Collegeville, Minn., and eventually in Conception Seminary, Conception, Mo., where he earned a bachelor’s degree in philosophy. Father Carlton, who was ordained March 9, 1968, in St. Mary Abbey, Morristown, also holds a Master of Divinity degree from the abbey.

It was while an undergrad that Father Carlton began attending daily Mass.

“And I got this tremendous urge,” Father Carlton recalled, while sitting in the Our Lady sacristy July 2 ahead of hearing confessions and the 5:30 p.m. Mass. “I told people that in 1960, God made me his No. 1 draft choice. And he very clearly said to me, ‘I want you.’ And then in the course of my life, every turn, favorable or not, I can see God directing my life.”

The directing has taken Father Carlton through a varied career in the ministry, from teacher back at St. Benedict’s to counselor with Worldwide Marriage Encounter; rector at University of Notre Dame in South Bend, Ind., to serving Metuchen parishes as parochial vicar, including St. Mary’s in South Amboy and St. Philip and St. James in Phillipsburg.

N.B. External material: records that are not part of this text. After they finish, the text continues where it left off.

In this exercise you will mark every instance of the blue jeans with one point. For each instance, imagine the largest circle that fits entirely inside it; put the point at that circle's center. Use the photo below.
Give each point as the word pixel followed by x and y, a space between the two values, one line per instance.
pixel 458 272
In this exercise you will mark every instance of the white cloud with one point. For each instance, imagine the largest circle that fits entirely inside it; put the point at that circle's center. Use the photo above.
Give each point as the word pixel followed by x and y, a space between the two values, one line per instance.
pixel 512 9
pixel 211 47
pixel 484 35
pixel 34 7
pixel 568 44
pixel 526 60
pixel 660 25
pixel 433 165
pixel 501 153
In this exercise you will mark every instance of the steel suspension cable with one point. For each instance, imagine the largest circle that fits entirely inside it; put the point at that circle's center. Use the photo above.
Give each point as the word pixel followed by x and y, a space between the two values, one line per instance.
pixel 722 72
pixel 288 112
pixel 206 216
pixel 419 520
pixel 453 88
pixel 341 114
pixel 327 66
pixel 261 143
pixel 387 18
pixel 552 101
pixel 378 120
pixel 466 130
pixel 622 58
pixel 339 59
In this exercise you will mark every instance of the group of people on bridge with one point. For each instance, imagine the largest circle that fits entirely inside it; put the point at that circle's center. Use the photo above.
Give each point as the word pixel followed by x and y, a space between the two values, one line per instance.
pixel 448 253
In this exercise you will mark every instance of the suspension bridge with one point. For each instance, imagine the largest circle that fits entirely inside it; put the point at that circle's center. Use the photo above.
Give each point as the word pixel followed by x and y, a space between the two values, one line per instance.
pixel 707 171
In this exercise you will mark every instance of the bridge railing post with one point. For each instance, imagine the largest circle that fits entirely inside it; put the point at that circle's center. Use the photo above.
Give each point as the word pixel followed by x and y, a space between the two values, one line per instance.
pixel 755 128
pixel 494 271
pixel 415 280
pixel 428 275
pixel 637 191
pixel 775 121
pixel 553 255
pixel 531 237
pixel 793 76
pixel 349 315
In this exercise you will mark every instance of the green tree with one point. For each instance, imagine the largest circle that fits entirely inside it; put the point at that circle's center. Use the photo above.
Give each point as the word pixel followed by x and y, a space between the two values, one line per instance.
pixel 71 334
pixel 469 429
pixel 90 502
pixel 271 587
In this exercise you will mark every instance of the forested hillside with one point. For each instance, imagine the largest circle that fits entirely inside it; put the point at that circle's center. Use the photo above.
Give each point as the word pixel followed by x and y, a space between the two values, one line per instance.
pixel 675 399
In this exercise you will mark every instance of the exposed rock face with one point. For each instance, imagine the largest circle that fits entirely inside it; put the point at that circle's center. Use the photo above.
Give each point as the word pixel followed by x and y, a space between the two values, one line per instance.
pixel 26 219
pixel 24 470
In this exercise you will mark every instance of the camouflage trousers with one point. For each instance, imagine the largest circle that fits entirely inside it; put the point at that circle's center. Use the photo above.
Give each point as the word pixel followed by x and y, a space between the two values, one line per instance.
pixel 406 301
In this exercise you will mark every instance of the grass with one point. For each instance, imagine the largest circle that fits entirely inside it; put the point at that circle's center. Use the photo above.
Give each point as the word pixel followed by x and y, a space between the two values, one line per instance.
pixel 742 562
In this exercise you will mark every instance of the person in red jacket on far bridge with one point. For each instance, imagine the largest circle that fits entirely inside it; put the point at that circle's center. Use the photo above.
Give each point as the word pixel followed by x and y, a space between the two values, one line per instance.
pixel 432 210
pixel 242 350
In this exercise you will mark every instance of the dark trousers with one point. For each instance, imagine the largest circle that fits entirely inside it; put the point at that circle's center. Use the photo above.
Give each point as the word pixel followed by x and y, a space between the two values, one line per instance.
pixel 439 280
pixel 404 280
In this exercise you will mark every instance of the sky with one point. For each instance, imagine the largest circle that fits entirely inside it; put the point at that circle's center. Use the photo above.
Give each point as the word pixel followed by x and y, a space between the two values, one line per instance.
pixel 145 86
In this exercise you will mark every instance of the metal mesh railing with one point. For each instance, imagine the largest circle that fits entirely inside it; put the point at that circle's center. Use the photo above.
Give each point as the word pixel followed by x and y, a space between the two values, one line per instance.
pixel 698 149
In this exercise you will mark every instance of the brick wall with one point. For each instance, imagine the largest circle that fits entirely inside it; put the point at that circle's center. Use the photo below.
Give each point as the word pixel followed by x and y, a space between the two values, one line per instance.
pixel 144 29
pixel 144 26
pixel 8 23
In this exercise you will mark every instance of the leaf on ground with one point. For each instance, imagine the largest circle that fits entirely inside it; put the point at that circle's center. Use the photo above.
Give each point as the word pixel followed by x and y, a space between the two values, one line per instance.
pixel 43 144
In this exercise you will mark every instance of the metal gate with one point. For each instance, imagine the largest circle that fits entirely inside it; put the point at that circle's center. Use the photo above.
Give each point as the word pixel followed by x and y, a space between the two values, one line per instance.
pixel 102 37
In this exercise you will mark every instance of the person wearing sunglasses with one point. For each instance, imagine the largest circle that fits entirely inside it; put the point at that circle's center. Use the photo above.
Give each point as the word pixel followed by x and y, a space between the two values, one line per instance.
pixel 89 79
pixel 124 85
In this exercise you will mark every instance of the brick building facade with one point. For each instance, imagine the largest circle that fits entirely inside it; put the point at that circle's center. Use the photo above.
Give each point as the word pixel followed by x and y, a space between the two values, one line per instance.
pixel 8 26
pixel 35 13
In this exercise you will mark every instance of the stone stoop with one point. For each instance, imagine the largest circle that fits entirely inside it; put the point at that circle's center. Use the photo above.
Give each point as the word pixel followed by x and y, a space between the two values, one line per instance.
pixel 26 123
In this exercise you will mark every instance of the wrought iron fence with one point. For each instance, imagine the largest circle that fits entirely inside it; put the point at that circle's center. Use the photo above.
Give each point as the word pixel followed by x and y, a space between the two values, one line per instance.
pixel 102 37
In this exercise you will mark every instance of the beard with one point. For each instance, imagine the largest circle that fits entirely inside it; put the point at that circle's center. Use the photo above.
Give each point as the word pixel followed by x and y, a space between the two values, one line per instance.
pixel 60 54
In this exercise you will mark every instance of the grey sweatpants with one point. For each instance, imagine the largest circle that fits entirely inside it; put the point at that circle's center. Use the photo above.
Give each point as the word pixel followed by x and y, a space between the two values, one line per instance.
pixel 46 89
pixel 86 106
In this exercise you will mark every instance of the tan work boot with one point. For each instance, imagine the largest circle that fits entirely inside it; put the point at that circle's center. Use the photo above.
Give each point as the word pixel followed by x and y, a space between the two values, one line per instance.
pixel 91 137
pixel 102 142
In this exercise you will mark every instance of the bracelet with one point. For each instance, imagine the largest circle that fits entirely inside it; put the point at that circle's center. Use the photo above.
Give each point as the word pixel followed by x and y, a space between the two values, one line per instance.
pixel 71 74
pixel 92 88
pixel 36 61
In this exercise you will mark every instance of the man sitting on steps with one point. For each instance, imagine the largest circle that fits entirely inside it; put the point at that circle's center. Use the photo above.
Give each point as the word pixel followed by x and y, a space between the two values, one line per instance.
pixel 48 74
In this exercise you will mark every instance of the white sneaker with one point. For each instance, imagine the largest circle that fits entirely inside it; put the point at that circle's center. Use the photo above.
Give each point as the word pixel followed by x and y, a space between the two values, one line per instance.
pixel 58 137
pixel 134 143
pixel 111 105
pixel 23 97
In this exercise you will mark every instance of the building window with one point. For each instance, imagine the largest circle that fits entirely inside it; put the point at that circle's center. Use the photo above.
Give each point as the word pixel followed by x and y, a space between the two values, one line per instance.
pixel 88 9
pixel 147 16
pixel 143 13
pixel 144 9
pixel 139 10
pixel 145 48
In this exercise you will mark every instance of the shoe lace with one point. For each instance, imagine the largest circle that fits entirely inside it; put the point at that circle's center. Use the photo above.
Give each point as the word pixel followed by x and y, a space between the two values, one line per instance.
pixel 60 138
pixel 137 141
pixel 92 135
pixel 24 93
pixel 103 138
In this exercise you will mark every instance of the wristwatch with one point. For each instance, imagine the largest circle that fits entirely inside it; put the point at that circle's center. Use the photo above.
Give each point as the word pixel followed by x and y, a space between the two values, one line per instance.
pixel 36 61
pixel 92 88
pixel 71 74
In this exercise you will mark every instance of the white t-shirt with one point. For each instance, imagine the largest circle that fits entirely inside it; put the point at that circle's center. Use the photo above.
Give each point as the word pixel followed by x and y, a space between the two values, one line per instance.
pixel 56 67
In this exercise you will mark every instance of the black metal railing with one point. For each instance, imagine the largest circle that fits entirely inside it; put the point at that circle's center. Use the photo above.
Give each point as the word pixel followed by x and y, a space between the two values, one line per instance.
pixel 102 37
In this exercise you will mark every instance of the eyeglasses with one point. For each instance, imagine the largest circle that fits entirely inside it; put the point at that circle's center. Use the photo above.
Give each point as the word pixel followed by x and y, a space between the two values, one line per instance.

He said his “best gig” was as chaplain at McCarrick Care Center, now known as Parker at Somerset. While tending to the spiritual needs of older residents at McCarrick, Father Carlton said his role also included celebrating Baptisms and weddings of family members, as well as funerals.

Residents there helped draw him closer to God, Father Carlton said, recounting one mesmerizing story about a woman named Regina whom he nicknamed “The Reg.”

“She was a wonderful, saintly woman,” Father Carlton said. “She lost her physical sight with age, but she discovered her spiritual sight.”

One day, the woman was near death; Father Carlton sat with her and asked if she saw Jesus. “She said, ‘I don’t see nobody.’ I told the doctor she is not dying tonight.”

She didn’t, but about three days later, the woman told the chaplain, “Remember you asked me if I saw Jesus? I’m looking at him right now, and he’s smiling, and it’s beautiful.” Father Carlton said she died that night.

Father Carlton advises any man considering the priesthood to think and pray about it. “You always have to ask yourself, I think, if not now, when?” he said. “I can’t do it now. Well, when can you do it? Don’t rush into anything, but always think of that option.”